September, 1916.

In this selection that Corporal Ledwidge has asked me to make from his poems I have included "A Dream of Artemis," though it was incomplete and has been hurriedly finished Were it not included on that account many lines of extraordinary beauty would remain unseen. He asked me if I did not think that it ended too abruptly, but so many pleasant things ended abruptly in the summer of 1914, when this poem was being written, that the blame for that may rest on a meaner, though more, exalted, head than that of the poet.

In this poem, as in the other one that has a classical theme, "The Departure of Proserpine," those who remember their classics may find faults, but I read the "Dream of Artemis" merely as an expression of things that the poet has seen and dreamed in Meath, including a most beautiful description of a fox-hunt in the north of the county, in which he has probably taken part on foot; and in "The Departure of Proserpine," whether conscious or not, a crystallization in verse of an autumnal mood induced by falling leaves and exile and the possible nearness of death.

The second poem in the book was written about a little boy who used to drive cows for some farmer past the poet's door very early every morning, whistling as he went, and who died just before the war.
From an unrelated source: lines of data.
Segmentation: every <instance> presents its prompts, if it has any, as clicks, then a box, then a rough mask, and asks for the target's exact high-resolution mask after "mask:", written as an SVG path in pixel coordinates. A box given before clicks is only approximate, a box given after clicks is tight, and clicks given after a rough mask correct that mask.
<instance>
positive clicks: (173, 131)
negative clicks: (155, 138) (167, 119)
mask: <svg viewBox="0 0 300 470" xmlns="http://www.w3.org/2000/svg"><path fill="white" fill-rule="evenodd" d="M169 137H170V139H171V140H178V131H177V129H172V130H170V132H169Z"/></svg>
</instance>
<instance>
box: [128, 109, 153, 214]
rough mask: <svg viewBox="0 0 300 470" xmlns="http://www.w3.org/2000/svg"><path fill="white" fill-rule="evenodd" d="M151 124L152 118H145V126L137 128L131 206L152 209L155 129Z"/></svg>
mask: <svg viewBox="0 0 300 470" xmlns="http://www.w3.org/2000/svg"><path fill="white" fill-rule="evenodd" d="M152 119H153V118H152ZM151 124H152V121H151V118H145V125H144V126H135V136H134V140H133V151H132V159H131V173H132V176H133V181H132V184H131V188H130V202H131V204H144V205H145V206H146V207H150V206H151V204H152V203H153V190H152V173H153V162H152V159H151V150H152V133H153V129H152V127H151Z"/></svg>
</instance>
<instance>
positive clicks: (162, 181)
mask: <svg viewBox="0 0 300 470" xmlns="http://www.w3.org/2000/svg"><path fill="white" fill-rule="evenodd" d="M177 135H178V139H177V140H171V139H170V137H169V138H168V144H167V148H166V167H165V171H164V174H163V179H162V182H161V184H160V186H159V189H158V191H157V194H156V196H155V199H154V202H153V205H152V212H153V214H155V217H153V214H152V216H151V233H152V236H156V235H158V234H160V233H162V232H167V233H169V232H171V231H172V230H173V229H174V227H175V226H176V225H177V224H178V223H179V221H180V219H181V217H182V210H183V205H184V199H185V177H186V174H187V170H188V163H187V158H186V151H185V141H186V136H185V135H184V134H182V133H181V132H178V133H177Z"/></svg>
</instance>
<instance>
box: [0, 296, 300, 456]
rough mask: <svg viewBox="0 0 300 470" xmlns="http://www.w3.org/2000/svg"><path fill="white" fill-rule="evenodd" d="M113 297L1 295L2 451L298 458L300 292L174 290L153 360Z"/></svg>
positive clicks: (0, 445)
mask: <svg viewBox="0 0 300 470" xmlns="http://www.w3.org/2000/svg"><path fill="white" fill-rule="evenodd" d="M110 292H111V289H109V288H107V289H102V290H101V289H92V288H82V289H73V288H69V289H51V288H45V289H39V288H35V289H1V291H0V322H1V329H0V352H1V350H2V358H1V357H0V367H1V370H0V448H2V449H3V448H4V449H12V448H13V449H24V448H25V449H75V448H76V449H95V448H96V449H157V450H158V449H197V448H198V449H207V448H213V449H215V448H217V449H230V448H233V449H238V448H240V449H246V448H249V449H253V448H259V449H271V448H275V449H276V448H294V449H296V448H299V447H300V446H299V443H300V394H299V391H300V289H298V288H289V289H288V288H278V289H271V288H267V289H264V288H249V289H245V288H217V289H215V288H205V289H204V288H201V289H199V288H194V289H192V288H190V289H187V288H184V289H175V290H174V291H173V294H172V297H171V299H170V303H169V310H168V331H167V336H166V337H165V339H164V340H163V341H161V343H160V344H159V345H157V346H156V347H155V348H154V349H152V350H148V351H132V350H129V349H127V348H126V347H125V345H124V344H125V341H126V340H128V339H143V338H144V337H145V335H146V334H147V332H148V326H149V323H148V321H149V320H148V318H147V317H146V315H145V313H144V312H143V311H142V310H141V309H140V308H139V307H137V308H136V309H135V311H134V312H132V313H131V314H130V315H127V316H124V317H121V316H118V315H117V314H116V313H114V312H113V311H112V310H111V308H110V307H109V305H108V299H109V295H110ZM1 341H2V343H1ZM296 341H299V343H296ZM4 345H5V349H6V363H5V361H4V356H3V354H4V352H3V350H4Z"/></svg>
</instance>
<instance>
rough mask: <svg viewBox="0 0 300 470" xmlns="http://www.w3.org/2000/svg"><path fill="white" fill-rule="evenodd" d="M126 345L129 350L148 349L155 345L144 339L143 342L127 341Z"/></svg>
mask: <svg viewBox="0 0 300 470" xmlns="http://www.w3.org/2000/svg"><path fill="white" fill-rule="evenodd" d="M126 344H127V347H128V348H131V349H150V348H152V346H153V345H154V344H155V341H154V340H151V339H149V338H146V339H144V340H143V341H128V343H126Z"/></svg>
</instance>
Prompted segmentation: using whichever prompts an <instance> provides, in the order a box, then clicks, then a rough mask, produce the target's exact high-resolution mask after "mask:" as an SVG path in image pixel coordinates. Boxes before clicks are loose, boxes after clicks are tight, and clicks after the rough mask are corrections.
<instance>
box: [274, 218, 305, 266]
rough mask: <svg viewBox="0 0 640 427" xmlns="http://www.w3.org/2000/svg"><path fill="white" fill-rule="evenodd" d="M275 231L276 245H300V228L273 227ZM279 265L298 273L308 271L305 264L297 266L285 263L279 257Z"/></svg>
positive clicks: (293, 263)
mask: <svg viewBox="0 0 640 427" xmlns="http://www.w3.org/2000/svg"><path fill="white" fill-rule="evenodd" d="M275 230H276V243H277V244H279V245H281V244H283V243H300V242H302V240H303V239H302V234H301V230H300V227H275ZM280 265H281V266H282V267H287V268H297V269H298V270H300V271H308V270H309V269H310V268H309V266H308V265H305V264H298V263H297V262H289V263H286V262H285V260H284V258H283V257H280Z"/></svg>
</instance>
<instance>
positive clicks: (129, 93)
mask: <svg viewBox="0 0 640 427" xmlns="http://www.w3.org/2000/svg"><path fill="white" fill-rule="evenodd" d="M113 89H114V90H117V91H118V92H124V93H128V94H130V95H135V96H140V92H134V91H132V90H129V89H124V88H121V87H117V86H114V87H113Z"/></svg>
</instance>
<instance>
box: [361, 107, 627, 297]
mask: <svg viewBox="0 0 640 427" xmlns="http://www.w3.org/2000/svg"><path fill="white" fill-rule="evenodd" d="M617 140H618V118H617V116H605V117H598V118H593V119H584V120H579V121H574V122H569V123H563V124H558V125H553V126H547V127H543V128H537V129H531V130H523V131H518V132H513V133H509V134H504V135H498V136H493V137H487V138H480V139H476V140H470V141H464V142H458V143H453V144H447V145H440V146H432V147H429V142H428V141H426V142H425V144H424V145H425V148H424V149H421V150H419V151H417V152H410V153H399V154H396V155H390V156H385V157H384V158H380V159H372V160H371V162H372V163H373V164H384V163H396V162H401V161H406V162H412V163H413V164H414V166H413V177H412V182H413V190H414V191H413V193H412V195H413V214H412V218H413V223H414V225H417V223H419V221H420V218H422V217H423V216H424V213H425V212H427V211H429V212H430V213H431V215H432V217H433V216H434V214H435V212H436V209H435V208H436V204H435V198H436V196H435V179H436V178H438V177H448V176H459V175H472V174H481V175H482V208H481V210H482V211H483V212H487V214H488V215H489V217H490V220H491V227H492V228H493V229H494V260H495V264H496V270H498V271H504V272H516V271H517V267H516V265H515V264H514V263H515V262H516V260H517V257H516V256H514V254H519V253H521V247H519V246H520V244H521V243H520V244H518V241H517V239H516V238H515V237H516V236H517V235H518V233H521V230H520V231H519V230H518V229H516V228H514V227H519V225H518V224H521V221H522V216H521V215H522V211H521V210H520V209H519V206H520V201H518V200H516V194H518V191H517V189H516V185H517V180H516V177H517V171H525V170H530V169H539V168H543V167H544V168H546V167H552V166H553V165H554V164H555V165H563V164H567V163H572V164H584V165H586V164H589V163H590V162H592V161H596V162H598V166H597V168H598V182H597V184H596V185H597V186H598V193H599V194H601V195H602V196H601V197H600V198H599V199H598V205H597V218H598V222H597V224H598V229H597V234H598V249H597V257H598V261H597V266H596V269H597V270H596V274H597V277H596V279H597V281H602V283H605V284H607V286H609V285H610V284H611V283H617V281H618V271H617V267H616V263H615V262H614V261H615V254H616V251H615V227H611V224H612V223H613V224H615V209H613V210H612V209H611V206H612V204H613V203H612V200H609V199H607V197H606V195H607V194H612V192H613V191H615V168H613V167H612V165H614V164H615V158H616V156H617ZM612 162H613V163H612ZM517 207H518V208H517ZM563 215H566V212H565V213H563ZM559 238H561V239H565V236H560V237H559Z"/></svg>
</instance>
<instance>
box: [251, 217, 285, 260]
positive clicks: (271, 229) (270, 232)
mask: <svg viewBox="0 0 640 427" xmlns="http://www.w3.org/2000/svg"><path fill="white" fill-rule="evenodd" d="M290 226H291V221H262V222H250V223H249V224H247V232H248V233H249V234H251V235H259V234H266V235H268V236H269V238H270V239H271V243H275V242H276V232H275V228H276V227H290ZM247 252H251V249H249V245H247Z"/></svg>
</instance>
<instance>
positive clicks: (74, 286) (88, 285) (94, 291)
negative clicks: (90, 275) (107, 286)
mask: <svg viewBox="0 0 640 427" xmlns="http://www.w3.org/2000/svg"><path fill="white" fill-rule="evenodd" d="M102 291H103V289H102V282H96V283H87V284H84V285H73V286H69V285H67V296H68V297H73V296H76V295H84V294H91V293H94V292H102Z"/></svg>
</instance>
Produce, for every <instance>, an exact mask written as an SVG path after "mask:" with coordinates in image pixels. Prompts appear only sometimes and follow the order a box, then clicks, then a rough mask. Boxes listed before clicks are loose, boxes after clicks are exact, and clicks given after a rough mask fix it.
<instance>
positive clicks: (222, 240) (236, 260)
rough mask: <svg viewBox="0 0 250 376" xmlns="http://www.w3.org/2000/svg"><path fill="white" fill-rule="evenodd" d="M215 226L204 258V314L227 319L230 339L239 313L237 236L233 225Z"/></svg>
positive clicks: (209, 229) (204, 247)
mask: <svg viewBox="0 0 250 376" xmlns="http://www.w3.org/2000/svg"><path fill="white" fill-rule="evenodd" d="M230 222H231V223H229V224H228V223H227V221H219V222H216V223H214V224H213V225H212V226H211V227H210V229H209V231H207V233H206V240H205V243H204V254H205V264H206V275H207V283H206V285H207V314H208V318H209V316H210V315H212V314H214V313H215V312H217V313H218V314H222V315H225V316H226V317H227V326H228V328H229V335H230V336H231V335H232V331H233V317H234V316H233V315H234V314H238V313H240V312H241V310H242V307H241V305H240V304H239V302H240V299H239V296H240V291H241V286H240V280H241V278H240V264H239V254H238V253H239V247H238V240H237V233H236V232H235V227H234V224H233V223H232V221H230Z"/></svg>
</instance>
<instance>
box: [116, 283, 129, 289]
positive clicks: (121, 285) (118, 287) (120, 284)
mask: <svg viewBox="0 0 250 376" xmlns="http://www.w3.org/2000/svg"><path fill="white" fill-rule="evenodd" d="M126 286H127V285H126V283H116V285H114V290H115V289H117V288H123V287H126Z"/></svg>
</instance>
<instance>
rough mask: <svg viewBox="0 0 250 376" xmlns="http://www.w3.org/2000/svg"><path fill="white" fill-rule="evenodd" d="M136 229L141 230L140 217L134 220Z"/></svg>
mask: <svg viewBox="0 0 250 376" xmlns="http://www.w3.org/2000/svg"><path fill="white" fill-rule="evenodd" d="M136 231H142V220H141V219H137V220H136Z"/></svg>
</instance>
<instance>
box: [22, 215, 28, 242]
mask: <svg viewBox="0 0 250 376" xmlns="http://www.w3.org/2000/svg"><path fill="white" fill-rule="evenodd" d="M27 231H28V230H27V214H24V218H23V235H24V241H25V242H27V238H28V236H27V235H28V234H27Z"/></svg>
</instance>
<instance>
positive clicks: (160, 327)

I think that its beautiful and spontaneous simplicity would cost some of our writers gallons of midnight oil.

Of the next, "To a Distant One," who will not hope that when "Fame and other little things are won" its clear and confident prophecy will be happily fulfilled?

Quite perfect, if my judgment is of any value, is the little poem on page [175], "In the Mediterranean—Going to the War."

Another beautiful thing is "Homecoming" on page [192].

"The sheep are coming home in Greece,
Hark the bells on every hill,
Flock by flock and fleece by fleece."

One feels that the Greeks are of some use, after all, to have inspired—with the help of their sheep—so lovely a poem.